Ну, я так думаю, если Иисус умер за мои грехи, я в состоянии взять на себя пару-тройку чужих грехов. Каждому выпадает возможность побыть козлом отпущения. Принять на себя вину.

Мученичество святого Меня.

Чужие грехи лежат у меня на плечах тяжким грузом.

– Ева, – говорю я. – Сестренка, солнышко, красавица, любовь всей моей жизни, конечно, мне стыдно. Я был такой скотиной, – говорю я и смотрю на часы. – Просто ты так меня возбуждала, что я терял голову.

Как будто мне больше всех надо. Ева таращится на меня своими выпученными гипертиреозными глазами, и одинокая слезинка стекает по ее напудренной сморщенной щеке.

Я смотрю в потолок и говорю:

– Ладно, я сделал больно твоей пи-пи, но это было восемьдесят лет назад. Так что забудь об этом и живи дальше.
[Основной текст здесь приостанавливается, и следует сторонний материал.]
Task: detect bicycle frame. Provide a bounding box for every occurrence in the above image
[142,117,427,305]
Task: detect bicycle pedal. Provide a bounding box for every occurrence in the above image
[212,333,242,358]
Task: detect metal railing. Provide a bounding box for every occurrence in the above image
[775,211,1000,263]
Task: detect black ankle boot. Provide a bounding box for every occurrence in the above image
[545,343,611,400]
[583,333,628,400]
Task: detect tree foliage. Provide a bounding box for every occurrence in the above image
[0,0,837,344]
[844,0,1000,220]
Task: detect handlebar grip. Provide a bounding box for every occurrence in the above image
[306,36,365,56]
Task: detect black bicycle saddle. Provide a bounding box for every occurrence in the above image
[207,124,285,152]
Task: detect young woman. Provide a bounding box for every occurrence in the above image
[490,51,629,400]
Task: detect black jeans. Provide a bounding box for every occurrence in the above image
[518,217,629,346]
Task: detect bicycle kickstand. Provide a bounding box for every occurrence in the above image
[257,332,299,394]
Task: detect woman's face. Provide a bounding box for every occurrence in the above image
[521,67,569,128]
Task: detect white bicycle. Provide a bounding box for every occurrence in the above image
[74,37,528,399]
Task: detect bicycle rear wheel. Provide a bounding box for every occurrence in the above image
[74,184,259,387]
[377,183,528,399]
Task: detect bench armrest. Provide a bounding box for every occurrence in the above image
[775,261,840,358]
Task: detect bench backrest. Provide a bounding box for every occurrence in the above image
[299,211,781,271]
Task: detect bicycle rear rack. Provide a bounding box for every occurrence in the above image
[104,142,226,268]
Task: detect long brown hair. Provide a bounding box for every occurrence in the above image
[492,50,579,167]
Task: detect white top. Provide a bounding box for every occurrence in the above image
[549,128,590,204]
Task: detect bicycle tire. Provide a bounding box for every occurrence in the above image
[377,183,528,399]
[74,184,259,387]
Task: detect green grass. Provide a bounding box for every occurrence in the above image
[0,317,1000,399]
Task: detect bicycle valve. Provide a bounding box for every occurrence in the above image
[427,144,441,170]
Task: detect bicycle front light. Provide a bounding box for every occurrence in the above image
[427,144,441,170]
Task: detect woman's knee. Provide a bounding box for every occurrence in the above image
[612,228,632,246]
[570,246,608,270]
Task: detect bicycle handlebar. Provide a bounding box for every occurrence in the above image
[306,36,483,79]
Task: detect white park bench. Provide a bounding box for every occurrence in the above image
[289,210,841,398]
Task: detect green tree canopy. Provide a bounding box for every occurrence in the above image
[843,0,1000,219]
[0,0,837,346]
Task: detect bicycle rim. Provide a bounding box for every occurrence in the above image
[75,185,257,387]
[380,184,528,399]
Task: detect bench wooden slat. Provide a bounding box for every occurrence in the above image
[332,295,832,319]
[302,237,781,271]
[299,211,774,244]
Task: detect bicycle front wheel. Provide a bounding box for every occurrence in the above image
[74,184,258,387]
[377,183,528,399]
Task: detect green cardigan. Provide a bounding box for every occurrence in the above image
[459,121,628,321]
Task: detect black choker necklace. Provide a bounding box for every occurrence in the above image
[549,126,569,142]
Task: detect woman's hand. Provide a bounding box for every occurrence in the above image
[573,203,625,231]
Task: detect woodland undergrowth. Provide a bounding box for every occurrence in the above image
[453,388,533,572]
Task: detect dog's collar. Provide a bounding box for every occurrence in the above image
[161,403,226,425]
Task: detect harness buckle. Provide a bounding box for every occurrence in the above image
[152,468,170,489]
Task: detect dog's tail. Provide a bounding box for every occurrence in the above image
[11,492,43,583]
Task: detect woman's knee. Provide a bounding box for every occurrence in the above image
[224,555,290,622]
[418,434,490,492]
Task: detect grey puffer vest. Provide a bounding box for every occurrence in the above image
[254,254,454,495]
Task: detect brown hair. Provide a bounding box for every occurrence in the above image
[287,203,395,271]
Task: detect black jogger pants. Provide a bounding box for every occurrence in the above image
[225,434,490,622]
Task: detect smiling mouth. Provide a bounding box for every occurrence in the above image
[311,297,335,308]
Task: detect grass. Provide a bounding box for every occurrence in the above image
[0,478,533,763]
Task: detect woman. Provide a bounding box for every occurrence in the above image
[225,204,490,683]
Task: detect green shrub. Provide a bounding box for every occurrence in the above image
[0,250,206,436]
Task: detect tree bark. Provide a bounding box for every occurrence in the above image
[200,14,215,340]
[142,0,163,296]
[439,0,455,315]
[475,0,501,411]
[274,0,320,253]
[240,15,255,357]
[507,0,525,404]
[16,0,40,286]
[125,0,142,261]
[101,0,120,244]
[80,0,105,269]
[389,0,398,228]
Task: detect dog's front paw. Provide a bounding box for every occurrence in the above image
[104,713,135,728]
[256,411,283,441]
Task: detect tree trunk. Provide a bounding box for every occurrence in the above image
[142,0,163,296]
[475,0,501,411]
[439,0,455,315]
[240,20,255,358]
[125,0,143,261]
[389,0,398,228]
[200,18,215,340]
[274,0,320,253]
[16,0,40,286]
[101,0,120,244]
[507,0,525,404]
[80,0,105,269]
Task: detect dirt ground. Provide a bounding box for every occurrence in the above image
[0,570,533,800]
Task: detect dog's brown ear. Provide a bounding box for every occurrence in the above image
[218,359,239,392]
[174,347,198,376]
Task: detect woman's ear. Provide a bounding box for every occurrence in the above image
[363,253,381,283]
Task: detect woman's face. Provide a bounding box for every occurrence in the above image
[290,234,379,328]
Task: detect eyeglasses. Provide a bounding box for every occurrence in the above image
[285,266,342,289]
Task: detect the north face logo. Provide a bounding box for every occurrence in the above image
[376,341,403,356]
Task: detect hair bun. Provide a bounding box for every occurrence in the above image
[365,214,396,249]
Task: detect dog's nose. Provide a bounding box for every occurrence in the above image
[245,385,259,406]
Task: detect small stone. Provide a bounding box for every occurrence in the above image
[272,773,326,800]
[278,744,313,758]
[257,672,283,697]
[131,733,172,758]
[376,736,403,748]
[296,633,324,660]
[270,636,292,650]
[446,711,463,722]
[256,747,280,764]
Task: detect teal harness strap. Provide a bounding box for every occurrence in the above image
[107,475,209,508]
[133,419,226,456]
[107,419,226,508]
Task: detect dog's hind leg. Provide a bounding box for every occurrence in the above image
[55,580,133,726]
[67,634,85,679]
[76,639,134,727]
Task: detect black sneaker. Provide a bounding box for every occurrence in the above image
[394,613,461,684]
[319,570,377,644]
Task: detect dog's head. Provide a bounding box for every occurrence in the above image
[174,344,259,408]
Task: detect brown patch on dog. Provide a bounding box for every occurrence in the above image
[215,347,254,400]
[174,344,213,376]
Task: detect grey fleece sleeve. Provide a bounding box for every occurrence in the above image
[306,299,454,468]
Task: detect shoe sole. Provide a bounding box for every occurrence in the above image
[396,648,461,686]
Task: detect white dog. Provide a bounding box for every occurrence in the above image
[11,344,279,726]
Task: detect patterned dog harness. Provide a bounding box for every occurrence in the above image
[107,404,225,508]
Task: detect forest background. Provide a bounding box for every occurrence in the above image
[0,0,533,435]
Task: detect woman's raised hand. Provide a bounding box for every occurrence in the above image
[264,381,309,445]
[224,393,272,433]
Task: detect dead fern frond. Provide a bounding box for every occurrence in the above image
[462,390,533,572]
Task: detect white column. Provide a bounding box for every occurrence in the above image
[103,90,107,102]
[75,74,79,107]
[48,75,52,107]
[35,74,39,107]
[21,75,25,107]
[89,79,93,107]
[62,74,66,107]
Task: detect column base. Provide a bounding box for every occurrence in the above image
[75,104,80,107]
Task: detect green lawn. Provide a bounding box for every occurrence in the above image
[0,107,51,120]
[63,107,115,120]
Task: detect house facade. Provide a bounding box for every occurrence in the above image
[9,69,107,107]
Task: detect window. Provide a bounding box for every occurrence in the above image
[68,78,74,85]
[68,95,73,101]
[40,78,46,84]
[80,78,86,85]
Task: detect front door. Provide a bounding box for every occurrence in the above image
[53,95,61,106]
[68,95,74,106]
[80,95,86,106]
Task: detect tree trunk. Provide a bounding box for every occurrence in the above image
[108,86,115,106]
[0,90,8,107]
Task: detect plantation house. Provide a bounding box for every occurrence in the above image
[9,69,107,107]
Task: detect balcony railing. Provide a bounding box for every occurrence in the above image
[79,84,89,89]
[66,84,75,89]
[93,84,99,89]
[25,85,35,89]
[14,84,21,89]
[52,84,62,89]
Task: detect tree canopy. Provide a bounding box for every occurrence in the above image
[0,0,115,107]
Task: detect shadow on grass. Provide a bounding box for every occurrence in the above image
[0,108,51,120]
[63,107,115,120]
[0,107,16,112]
Она закрывает лицо руками – своими жуткими руками, похожими на скрюченные древесные корни или на высохшие морковки.

– О Колин, – бормочет она. – О Колин.

Потом она убирает руки, и ее щеки мокры от слез.

– О Колин, – шепчет она. – Я прощаю тебя. – Она роняет голову на грудь, и шмыгает носом, и пытается вытереть слезы краешком своего слюнявчика.

Потом мы просто сидим и молчим. Даже жвачку не пожуешь – нет у меня жвачки. Я снова смотрю на часы. Без двадцати пяти час.

Она вытирает глаза, шмыгает носом и поднимает голову.

– Колин, – говорит она. – Ты меня еще любишь?

Господи, как меня все достало.

Эти психованные старухи.

И кстати, если вам вдруг интересно, я – не чудовище в человеческом облике.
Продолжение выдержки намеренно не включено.